因此,当您使用 请求五分位数时qcut,将选择垃圾箱,以便您在每个垃圾箱中拥有相同数量的记录。您有 30 条记录,因此每个 bin 中应该有 6 条记录(您的输出应如下所示,尽管断点会因随机抽取而有所不同):

pd.qcut(factors, 5).value_counts()

[-2.578, -0.829]    6
(-0.829, -0.36]     6
(-0.36, 0.366]      6
(0.366, 0.868]      6
(0.868, 2.617]      6

Conversely, for cutyou will see something more uneven:

相反,因为cut你会看到更不均匀的东西:

pd.cut(factors, 5).value_counts()

(-2.583, -1.539]    5
(-1.539, -0.5]      5
(-0.5, 0.539]       9
(0.539, 1.578]      9
(1.578, 2.617]      2

That's because cutwill choose the bins to be evenly spaced according to the values themselves and not the frequencyof those values. Hence, because you drew from a random normal, you'll see higher frequencies in the inner bins and fewer in the outer. This is essentially going to be a tabular form of a histogram (which you would expect to be fairly bell shaped with 30 records).

那是因为cut将根据值本身而不是这些值的频率选择均匀间隔的 bin 。因此,因为您从随机法线中抽取,您会看到内部 bin 中的频率较高,而外部 bin 中的频率较少。这本质上将是直方图的表格形式(您希望它具有 30 条记录的相当钟形)。

回答by Mir H.

So qcut ensures a more even distribution of the values in each bin even if they cluster in the sample space. This means you are less likely to have a bin full of data with very close values and another bin with 0 values. In general, it's better sampling.

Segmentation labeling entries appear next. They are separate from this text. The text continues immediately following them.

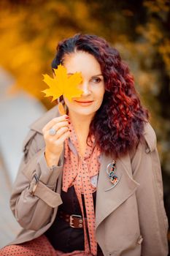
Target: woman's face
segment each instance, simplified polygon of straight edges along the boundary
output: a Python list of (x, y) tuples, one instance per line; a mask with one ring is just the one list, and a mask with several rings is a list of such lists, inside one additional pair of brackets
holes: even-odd
[(64, 97), (69, 113), (93, 118), (102, 103), (104, 94), (104, 77), (99, 63), (93, 55), (78, 51), (66, 54), (63, 66), (69, 75), (81, 72), (82, 77), (80, 85), (83, 91), (81, 97), (73, 98), (72, 101)]

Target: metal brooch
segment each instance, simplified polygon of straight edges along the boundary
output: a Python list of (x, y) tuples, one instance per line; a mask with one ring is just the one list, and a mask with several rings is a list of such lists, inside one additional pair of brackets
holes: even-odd
[(107, 167), (107, 173), (108, 175), (108, 178), (110, 182), (113, 184), (110, 188), (106, 189), (105, 191), (108, 191), (115, 187), (120, 181), (120, 178), (115, 174), (116, 173), (116, 161), (112, 160), (112, 162), (109, 163)]

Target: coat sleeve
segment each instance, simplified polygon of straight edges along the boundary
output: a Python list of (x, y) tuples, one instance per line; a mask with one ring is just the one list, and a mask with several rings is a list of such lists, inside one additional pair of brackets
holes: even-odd
[(142, 256), (168, 255), (168, 221), (154, 130), (147, 124), (144, 142), (140, 143), (132, 159), (134, 178), (140, 186), (136, 190), (139, 225), (143, 237)]
[(25, 229), (37, 230), (50, 222), (54, 208), (62, 203), (57, 181), (62, 163), (49, 168), (45, 147), (39, 146), (43, 137), (30, 131), (24, 143), (21, 161), (10, 198), (10, 207), (17, 221)]

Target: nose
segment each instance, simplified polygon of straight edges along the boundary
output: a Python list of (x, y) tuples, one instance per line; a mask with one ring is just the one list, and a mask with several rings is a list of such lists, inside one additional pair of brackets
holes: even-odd
[(88, 96), (90, 94), (90, 90), (88, 83), (83, 81), (82, 83), (81, 89), (82, 90), (82, 96)]

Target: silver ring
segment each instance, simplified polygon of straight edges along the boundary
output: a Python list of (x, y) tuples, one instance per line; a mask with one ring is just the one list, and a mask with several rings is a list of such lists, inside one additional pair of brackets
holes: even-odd
[(53, 128), (49, 129), (48, 133), (50, 135), (55, 135), (56, 134), (56, 130)]

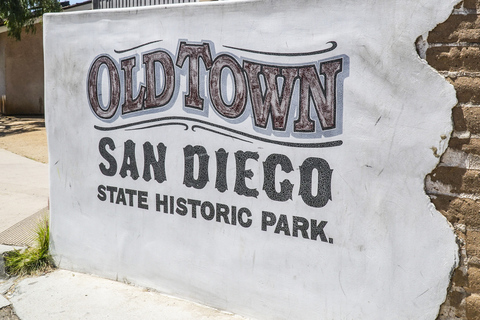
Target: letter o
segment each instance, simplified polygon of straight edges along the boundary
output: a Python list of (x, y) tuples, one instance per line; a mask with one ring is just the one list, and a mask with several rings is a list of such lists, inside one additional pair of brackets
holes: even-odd
[[(235, 81), (235, 95), (231, 104), (226, 104), (222, 98), (222, 70), (228, 68)], [(224, 117), (237, 118), (242, 115), (247, 105), (247, 83), (243, 77), (242, 68), (232, 57), (222, 54), (213, 62), (210, 70), (210, 98), (213, 107)]]
[[(107, 67), (110, 79), (110, 101), (108, 102), (107, 109), (103, 109), (98, 100), (98, 73), (102, 65)], [(102, 119), (110, 119), (113, 117), (120, 103), (120, 76), (118, 75), (115, 63), (110, 57), (100, 56), (95, 60), (88, 73), (87, 86), (88, 101), (90, 102), (90, 107), (93, 112)]]

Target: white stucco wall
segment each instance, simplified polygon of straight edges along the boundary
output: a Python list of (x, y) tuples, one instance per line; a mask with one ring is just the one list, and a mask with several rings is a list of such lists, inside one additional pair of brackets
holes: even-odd
[[(277, 0), (47, 15), (56, 261), (259, 319), (435, 319), (457, 246), (424, 177), (438, 162), (432, 149), (446, 147), (455, 94), (414, 42), (453, 4)], [(165, 68), (146, 76), (146, 60), (160, 59), (154, 52), (172, 59), (174, 80)], [(192, 61), (198, 87), (188, 84)], [(325, 75), (335, 61), (341, 69)], [(260, 91), (249, 63), (282, 74), (281, 88), (295, 74), (283, 129), (270, 117), (266, 128), (255, 123), (252, 92)], [(228, 66), (238, 67), (236, 82)], [(335, 99), (318, 112), (309, 106), (311, 132), (296, 125), (308, 122), (300, 89), (313, 79), (301, 76), (309, 67), (324, 74), (324, 90), (305, 92), (317, 94), (317, 106)], [(172, 86), (161, 106), (147, 107), (152, 79), (156, 95)], [(257, 78), (262, 90), (265, 79)], [(145, 101), (135, 105), (142, 86)], [(185, 97), (192, 88), (203, 109)], [(233, 92), (245, 93), (244, 105), (228, 106)], [(145, 144), (155, 160), (165, 148), (157, 181), (144, 173)], [(206, 154), (208, 169), (198, 172)], [(226, 210), (228, 219), (218, 213)]]

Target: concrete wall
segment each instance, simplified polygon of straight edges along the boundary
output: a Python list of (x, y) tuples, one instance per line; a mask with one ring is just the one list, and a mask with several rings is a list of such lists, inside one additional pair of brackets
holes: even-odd
[(56, 261), (258, 319), (435, 319), (456, 99), (414, 43), (455, 3), (47, 15)]
[(438, 319), (480, 319), (480, 2), (462, 1), (427, 36), (426, 59), (456, 89), (454, 130), (427, 177), (433, 203), (455, 227), (460, 265)]
[(43, 30), (41, 24), (37, 24), (35, 34), (22, 34), (21, 41), (7, 38), (5, 92), (7, 97), (6, 114), (44, 113)]

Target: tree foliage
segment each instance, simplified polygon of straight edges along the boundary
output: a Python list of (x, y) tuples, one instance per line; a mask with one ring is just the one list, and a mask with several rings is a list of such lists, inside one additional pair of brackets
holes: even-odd
[(0, 19), (8, 29), (8, 36), (21, 39), (22, 30), (35, 33), (36, 19), (47, 12), (61, 11), (57, 0), (0, 0)]

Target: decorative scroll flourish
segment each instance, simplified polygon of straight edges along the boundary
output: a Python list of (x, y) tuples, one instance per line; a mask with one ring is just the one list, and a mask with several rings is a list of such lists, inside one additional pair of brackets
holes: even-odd
[[(261, 142), (265, 142), (265, 143), (276, 144), (276, 145), (281, 145), (281, 146), (286, 146), (286, 147), (330, 148), (330, 147), (338, 147), (338, 146), (341, 146), (343, 144), (342, 140), (335, 140), (335, 141), (328, 141), (328, 142), (314, 142), (314, 143), (298, 143), (298, 142), (276, 141), (276, 140), (271, 140), (271, 139), (267, 139), (267, 138), (257, 137), (257, 136), (254, 136), (254, 135), (242, 132), (242, 131), (238, 131), (238, 130), (231, 129), (231, 128), (228, 128), (228, 127), (224, 127), (224, 126), (221, 126), (221, 125), (218, 125), (218, 124), (210, 123), (210, 122), (207, 122), (207, 121), (204, 121), (204, 120), (199, 120), (199, 119), (189, 118), (189, 117), (176, 117), (176, 116), (137, 121), (137, 122), (127, 123), (127, 124), (123, 124), (123, 125), (119, 125), (119, 126), (112, 126), (112, 127), (101, 127), (101, 126), (95, 125), (94, 128), (96, 130), (99, 130), (99, 131), (114, 131), (114, 130), (120, 130), (120, 129), (126, 129), (126, 130), (129, 130), (129, 131), (133, 131), (133, 130), (150, 129), (150, 128), (166, 126), (166, 125), (183, 125), (183, 126), (186, 127), (185, 130), (188, 130), (189, 126), (186, 123), (183, 123), (183, 122), (156, 123), (156, 124), (152, 124), (152, 125), (149, 125), (149, 126), (144, 126), (144, 127), (139, 127), (139, 128), (131, 128), (131, 127), (134, 127), (134, 126), (141, 126), (141, 125), (144, 125), (144, 124), (149, 124), (149, 123), (154, 123), (154, 122), (171, 121), (171, 120), (174, 120), (174, 121), (191, 121), (191, 122), (201, 123), (205, 126), (218, 128), (218, 129), (228, 131), (228, 132), (231, 132), (235, 135), (239, 135), (239, 136), (249, 138), (249, 139), (252, 139), (252, 140), (257, 140), (257, 141), (261, 141)], [(127, 128), (129, 128), (129, 129), (127, 129)], [(203, 126), (199, 126), (199, 125), (194, 125), (194, 126), (192, 126), (191, 129), (192, 129), (192, 131), (195, 131), (195, 129), (197, 129), (197, 128), (198, 129), (203, 129), (203, 130), (215, 133), (215, 134), (220, 134), (220, 135), (223, 135), (223, 136), (235, 138), (235, 139), (238, 139), (238, 140), (241, 140), (241, 141), (253, 143), (253, 141), (248, 141), (248, 140), (242, 139), (240, 137), (236, 137), (236, 136), (233, 136), (233, 135), (228, 135), (226, 133), (223, 133), (223, 132), (220, 132), (220, 131), (217, 131), (217, 130), (213, 130), (213, 129), (210, 129), (210, 128), (206, 128), (206, 127), (203, 127)]]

因此 qcut 确保每个 bin 中的值分布更均匀,即使它们在样本空间中聚集。这意味着您不太可能有一个装满数据的 bin 值非常接近,而另一个 bin 的值为 0。一般来说,它是更好的采样。

回答by Ashish Anand

  • cut command creates equispaced binsbut frequency of samples is unequal in each bin
  • qcut command creates unequal size binsbut frequency of samples is equal in each bin.
  • cut 命令创建等距的 bin,每个 bin 中的样本频率不相等
  • qcut 命令创建大小不等的 bin,每个 bin 中的样本频率相等。

enter image description here

在此处输入图片说明

    >>> x=np.array([24,  7,  2, 25, 22, 29])
    >>> x
    array([24,  7,  2, 25, 22, 29])

    >>> pd.cut(x,3).value_counts() #Bins size has equal interval of 9
    (2, 11.0]        2
    (11.0, 20.0]     0
    (20.0, 29.0]     4

    >>> pd.qcut(x,3).value_counts() #Equal frequecy of 2 in each bins
    (1.999, 17.0]     2
    (17.0, 24.333]    2
    (24.333, 29.0]    2

回答by Aditya Anand

Pd.qcut distribute elements of an array on making division on the basis of ((no.of elements in array)/(no. of bins - 1)), then divide this much no. of elements serially in each bins.

Pd.qcut 在 ((数组中的元素数)/(bins 数 - 1)) 的基础上进行除法分配数组的元素,然后除以这个数。每个 bin 中的元素序列。

Pd.cut distribute elements of an array on making division on the basis of ((first +last element)/(no. of bins-1)) and then distribute element according to the range of values in which they fall.

Pd.cut 在 ((first + last element)/(no. of bins-1)) 的基础上进行除法分配数组的元素,然后根据它们落入的值范围分配元素。